Décision

Décision n° 2020-862 QPC du 15 octobre 2020

Communauté de communes Chinon, Vienne et Loire [Pérennisation d'un prélèvement minorant la dotation d'intercommunalité]
Non conformité totale

LE CONSEIL CONSTITUTIONNEL A ÉTÉ SAISI le 29 juillet 2020 par le Conseil d'État (décision n° 436586 du même jour), dans les conditions prévues à l'article 61-1 de la Constitution, d'une question prioritaire de constitutionnalité. Cette question a été posée pour la communauté de communes Chinon, Vienne et Loire par la SCP Colin - Stoclet, avocat au Conseil d'État et à la Cour de cassation. Elle a été enregistrée au secrétariat général du Conseil constitutionnel sous le n° 2020-862 QPC. Elle est relative à la conformité aux droits et libertés que la Constitution garantit du paragraphe II de l'article 250 de la loi n° 2018-1317 du 28 décembre 2018 de finances pour 2019, dans sa rédaction initiale.
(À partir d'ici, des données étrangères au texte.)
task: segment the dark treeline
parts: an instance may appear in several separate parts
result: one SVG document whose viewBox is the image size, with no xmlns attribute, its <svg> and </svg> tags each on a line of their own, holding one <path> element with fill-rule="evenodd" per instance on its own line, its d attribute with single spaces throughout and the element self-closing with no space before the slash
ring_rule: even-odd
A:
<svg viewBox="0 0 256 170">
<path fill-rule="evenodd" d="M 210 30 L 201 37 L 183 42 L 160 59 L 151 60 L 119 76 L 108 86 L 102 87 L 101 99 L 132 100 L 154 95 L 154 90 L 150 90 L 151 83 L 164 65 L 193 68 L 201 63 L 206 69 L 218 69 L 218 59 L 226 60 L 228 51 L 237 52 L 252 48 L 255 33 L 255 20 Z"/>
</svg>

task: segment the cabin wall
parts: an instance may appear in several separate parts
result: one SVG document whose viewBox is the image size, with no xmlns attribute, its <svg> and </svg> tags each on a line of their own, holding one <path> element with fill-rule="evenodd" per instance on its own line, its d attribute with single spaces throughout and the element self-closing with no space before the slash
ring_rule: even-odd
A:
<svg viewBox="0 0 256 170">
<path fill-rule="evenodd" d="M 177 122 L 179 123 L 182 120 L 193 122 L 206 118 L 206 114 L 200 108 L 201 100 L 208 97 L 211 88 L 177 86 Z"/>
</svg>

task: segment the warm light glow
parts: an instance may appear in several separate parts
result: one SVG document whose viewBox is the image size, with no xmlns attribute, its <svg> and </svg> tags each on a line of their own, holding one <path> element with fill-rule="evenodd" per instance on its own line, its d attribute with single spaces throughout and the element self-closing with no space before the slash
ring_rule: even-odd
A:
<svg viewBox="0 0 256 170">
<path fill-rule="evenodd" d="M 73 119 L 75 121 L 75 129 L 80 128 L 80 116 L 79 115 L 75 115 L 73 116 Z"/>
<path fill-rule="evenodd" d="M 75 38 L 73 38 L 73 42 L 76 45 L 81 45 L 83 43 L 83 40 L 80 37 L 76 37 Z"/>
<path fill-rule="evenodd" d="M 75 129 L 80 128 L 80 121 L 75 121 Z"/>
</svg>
Au vu des textes suivants :

  • la Constitution ;
  • l'ordonnance n° 58-1067 du 7 novembre 1958 portant loi organique sur le Conseil constitutionnel ;
  • le code général des collectivités territoriales ;
  • la loi n° 2018-1317 du 28 décembre 2018 de finances pour 2019 ;
  • le règlement du 4 février 2010 sur la procédure suivie devant le Conseil constitutionnel pour les questions prioritaires de constitutionnalité ;

Au vu des pièces suivantes :

  • les observations présentées pour la communauté de communes requérante par la SCP Colin - Stoclet, enregistrées le 19 août 2020 ;
  • les observations présentées par le Premier ministre, enregistrées le 20 août 2020 ;
  • les secondes observations présentées pour la communauté de communes requérante par la SCP Colin - Stoclet, enregistrées le 4 septembre 2020 ;
  • les autres pièces produites et jointes au dossier ;

Après avoir entendu Me Mathieu Stoclet, avocat au Conseil d'État et à la Cour de cassation, pour la communauté de communes requérante et M. Philippe Blanc, désigné par le Premier ministre, à l'audience publique du 6 octobre 2020 ;

Et après avoir entendu le rapporteur ;

LE CONSEIL CONSTITUTIONNEL S'EST FONDÉ SUR CE QUI SUIT :

1. Le paragraphe II de l'article 250 de la loi du 28 décembre 2018 mentionnée ci-dessus, dans sa rédaction initiale, prévoit : « À compter de 2019, le prélèvement opéré en 2018 en application du troisième alinéa de l'article L. 5211-28 du code général des collectivités territoriales, dans sa rédaction antérieure à la présente loi, est reconduit chaque année.
« En cas de différence, pour un établissement public de coopération intercommunale à fiscalité propre, entre le périmètre constaté au 1er janvier de chaque année et celui existant au 1er janvier de l'année précédente, le prélèvement est recalculé de la manière suivante :
« 1 ° En calculant, la part du prélèvement de l'année précédente afférente à chaque commune membre d'un établissement public de coopération intercommunale à fiscalité propre au 1er janvier de l'année précédente, par répartition du montant du prélèvement au prorata de la population de la commune dans la population de l'établissement ;
« 2 ° Puis en additionnant les parts, calculées conformément au 1 ° du présent II, de chacune des communes que cet établissement regroupe au 1er janvier de l'année en cours ».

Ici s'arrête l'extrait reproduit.